Since I've allocated 10 vCPUs, let's set count: 6 and { max_queue_delay_microseconds: 500 }:

Concurrency: 5, throughput: 1100.77 infer/sec, latency 4540 usec

and

5: Avg request latency: 3972 usec (overhead 7 usec + queue 676 usec + compute input 86 usec + compute infer 3137 usec + compute output 65 usec)

and the approximate CPU usage by the container with the model is 103%. Why the hell did this happen? It seems that the concurrency is too small and there are no benefits from setting count > 1... Let's try with concurrency == 30:

Concurrency: 30, throughput: 5393.48 infer/sec, latency 5560 usec

and

Avg request latency: 5192 usec (overhead 26 usec + queue 460 usec + compute input 320 usec + compute infer 4210 usec + compute output 175 usec)

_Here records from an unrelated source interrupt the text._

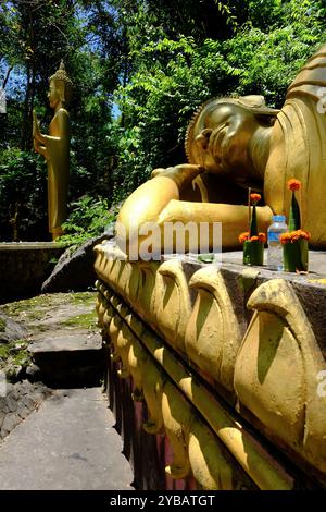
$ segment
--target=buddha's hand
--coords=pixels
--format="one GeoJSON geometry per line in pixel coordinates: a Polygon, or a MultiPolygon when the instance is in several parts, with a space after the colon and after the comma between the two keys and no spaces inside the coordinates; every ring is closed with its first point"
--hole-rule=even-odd
{"type": "Polygon", "coordinates": [[[193,166],[192,163],[181,163],[175,167],[167,167],[166,169],[154,169],[152,172],[152,178],[171,178],[178,185],[178,188],[183,190],[203,171],[204,168],[201,166],[193,166]]]}

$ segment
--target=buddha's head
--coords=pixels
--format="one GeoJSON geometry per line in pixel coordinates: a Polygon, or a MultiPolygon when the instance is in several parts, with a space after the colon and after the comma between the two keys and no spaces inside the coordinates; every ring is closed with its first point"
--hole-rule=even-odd
{"type": "Polygon", "coordinates": [[[187,131],[186,153],[190,163],[209,172],[226,174],[249,169],[250,142],[262,127],[271,130],[278,110],[266,107],[262,96],[220,98],[204,103],[187,131]]]}
{"type": "Polygon", "coordinates": [[[59,70],[54,75],[50,76],[50,88],[48,93],[49,103],[52,109],[55,109],[59,103],[65,107],[72,96],[73,83],[68,77],[63,61],[60,63],[59,70]]]}

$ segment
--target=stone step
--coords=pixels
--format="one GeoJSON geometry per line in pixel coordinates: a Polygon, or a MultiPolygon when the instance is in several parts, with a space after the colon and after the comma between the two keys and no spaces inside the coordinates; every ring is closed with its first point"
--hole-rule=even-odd
{"type": "Polygon", "coordinates": [[[40,341],[29,344],[28,351],[40,368],[41,380],[52,388],[96,386],[103,377],[100,334],[43,334],[40,341]]]}

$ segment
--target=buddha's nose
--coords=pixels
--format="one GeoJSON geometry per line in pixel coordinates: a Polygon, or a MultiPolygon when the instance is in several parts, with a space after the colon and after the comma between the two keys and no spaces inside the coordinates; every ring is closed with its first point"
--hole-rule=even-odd
{"type": "Polygon", "coordinates": [[[203,149],[206,149],[209,146],[211,133],[211,129],[202,130],[202,132],[200,132],[200,134],[195,137],[196,143],[198,143],[203,149]]]}

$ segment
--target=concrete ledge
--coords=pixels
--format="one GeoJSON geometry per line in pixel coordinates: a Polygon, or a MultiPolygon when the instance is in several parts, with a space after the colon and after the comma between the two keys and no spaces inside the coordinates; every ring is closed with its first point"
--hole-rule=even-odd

and the approximate CPU usage by the container with the model is 200%. We still have a lot of room for the vCPU usage. I've played around with concurrency and have found concurrency == 150 to be optimal:

Concurrency: 150, throughput: 18625.9 infer/sec, latency 8044 usec

and

Avg request latency: 7561 usec (overhead 38 usec + queue 733 usec + compute input 326 usec + compute infer 6180 usec + compute output 284 usec)

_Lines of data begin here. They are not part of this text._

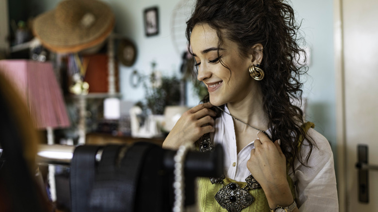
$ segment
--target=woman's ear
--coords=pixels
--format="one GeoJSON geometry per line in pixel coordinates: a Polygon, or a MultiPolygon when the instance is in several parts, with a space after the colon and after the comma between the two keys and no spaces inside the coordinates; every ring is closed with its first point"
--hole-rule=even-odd
{"type": "Polygon", "coordinates": [[[253,64],[261,63],[263,60],[263,45],[257,44],[251,48],[251,61],[253,64]]]}

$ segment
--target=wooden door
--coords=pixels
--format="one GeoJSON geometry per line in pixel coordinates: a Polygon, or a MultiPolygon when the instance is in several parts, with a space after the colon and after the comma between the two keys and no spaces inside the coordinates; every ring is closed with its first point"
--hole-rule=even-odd
{"type": "Polygon", "coordinates": [[[338,163],[341,212],[378,211],[378,171],[369,171],[370,201],[359,201],[357,145],[378,165],[378,1],[336,0],[338,163]]]}

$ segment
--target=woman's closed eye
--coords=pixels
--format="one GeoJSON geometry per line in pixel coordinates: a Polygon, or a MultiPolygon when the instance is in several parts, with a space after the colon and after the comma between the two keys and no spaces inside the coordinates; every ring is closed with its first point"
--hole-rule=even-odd
{"type": "MultiPolygon", "coordinates": [[[[222,57],[222,56],[221,55],[221,56],[219,56],[219,57],[215,58],[214,60],[209,60],[209,63],[213,63],[213,64],[218,63],[218,62],[219,62],[219,60],[220,59],[220,58],[221,58],[221,57],[222,57]]],[[[198,67],[200,65],[201,65],[201,62],[196,62],[196,64],[194,64],[194,66],[198,67]]]]}
{"type": "Polygon", "coordinates": [[[209,61],[209,62],[210,63],[217,63],[219,60],[220,59],[220,58],[222,57],[222,55],[220,55],[220,56],[218,57],[218,58],[214,59],[209,61]]]}

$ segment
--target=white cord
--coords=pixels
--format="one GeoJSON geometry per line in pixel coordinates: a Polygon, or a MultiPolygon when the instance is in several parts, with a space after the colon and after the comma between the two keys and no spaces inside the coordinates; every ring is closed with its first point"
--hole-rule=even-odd
{"type": "Polygon", "coordinates": [[[184,211],[184,203],[185,201],[185,194],[184,192],[185,187],[184,182],[184,164],[188,151],[192,145],[190,143],[186,143],[180,146],[173,158],[174,181],[173,187],[174,191],[174,202],[172,210],[173,212],[184,211]]]}

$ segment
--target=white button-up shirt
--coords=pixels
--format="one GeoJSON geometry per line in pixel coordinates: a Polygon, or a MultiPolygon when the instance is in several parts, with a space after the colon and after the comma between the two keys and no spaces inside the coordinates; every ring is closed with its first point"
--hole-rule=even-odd
{"type": "MultiPolygon", "coordinates": [[[[224,109],[229,112],[227,106],[224,109]]],[[[228,114],[222,113],[221,116],[215,120],[215,133],[211,135],[212,140],[215,144],[221,144],[223,148],[226,177],[245,182],[245,179],[251,174],[247,168],[247,162],[254,145],[253,141],[251,141],[237,153],[232,119],[228,114]]],[[[269,130],[267,133],[271,136],[269,130]]],[[[308,167],[296,160],[294,162],[295,174],[292,168],[289,170],[289,176],[296,187],[298,208],[301,212],[338,211],[333,156],[331,146],[327,139],[314,129],[310,128],[308,133],[315,144],[307,164],[308,167]]],[[[308,142],[307,140],[303,141],[300,150],[304,162],[310,150],[305,145],[308,142]]]]}

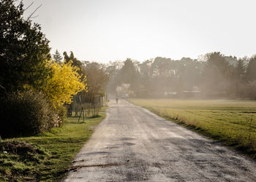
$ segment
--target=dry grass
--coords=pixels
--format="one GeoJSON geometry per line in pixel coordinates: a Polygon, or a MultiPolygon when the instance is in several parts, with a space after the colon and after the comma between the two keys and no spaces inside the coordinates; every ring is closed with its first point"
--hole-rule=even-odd
{"type": "Polygon", "coordinates": [[[255,100],[129,100],[256,158],[255,100]]]}

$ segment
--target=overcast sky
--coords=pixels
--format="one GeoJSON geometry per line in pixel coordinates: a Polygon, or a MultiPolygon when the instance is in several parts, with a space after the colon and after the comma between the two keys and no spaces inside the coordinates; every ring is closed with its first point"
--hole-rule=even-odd
{"type": "Polygon", "coordinates": [[[256,53],[255,0],[23,0],[52,52],[82,60],[256,53]]]}

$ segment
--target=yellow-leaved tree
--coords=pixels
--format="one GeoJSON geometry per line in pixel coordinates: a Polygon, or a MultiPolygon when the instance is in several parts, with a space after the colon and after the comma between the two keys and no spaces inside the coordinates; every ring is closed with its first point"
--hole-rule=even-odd
{"type": "Polygon", "coordinates": [[[79,75],[78,68],[72,66],[72,61],[63,62],[61,65],[48,62],[48,66],[51,68],[53,74],[42,90],[54,107],[71,103],[73,95],[87,90],[86,77],[82,78],[79,75]]]}

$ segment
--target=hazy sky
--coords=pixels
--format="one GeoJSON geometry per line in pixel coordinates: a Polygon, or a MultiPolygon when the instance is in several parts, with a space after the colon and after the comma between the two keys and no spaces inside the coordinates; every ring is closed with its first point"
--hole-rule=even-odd
{"type": "MultiPolygon", "coordinates": [[[[108,62],[256,53],[255,0],[24,0],[52,52],[108,62]]],[[[26,6],[25,6],[26,7],[26,6]]]]}

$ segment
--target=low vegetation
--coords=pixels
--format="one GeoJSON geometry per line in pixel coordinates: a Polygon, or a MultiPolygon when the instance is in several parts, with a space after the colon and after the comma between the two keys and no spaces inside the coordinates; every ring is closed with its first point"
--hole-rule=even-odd
{"type": "Polygon", "coordinates": [[[256,101],[130,99],[130,102],[256,158],[256,101]]]}
{"type": "Polygon", "coordinates": [[[9,138],[0,141],[0,181],[50,181],[63,178],[72,159],[105,118],[69,117],[62,127],[40,136],[9,138]],[[81,121],[81,120],[80,120],[81,121]]]}

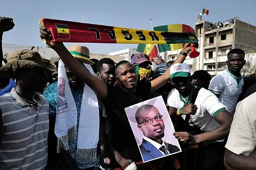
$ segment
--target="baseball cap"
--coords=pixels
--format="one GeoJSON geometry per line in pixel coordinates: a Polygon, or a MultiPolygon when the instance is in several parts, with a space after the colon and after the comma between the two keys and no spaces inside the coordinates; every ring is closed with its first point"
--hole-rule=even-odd
{"type": "Polygon", "coordinates": [[[191,71],[186,63],[177,63],[171,66],[170,70],[171,79],[176,77],[189,76],[191,71]]]}
{"type": "Polygon", "coordinates": [[[134,55],[132,59],[132,64],[141,64],[144,62],[148,62],[149,65],[152,65],[152,63],[149,60],[148,55],[144,53],[138,53],[134,55]]]}

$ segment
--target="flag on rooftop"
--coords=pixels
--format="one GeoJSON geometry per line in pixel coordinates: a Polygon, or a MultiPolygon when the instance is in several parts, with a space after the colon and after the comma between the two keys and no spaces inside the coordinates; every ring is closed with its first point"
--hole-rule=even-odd
{"type": "Polygon", "coordinates": [[[205,16],[207,16],[208,15],[208,14],[209,14],[209,10],[204,8],[203,9],[203,11],[202,12],[202,14],[205,16]]]}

and the approximate CPU usage by the container with the model is 800%. With the initial configuration I've gotten:

Concurrency: 150, throughput: 844.372 infer/sec, latency 176648 usec

and

Avg request latency: 176013 usec (overhead 3 usec + queue 174844 usec + compute input 18 usec + compute infer 1124 usec + compute output 23 usec)

and the approximate CPU usage by the container with the model is 143%.

Conclusion: We get 22X throughput and 0.04X latency with the best configuration for concurrency = 150.

Formal report

  • System configuration is at top of the section
  • The task description is at top of the README.md
  • My model_repository/ is the following:
    mlopscourse/triton/model_repository/
    └── catboost
        ├── 1
        │   ├── model.py
        │   └── __pycache__
        │       ├── model.cpython-310.pyc
        │       └── model.cpython-38.pyc
        └── config.pbtxt
    
  • Experiments and motivation of the best configuration are given above
  • Throughput and latency metrics comparison is given above

N.B. Since I used python backend, there is no special script for the model conversion.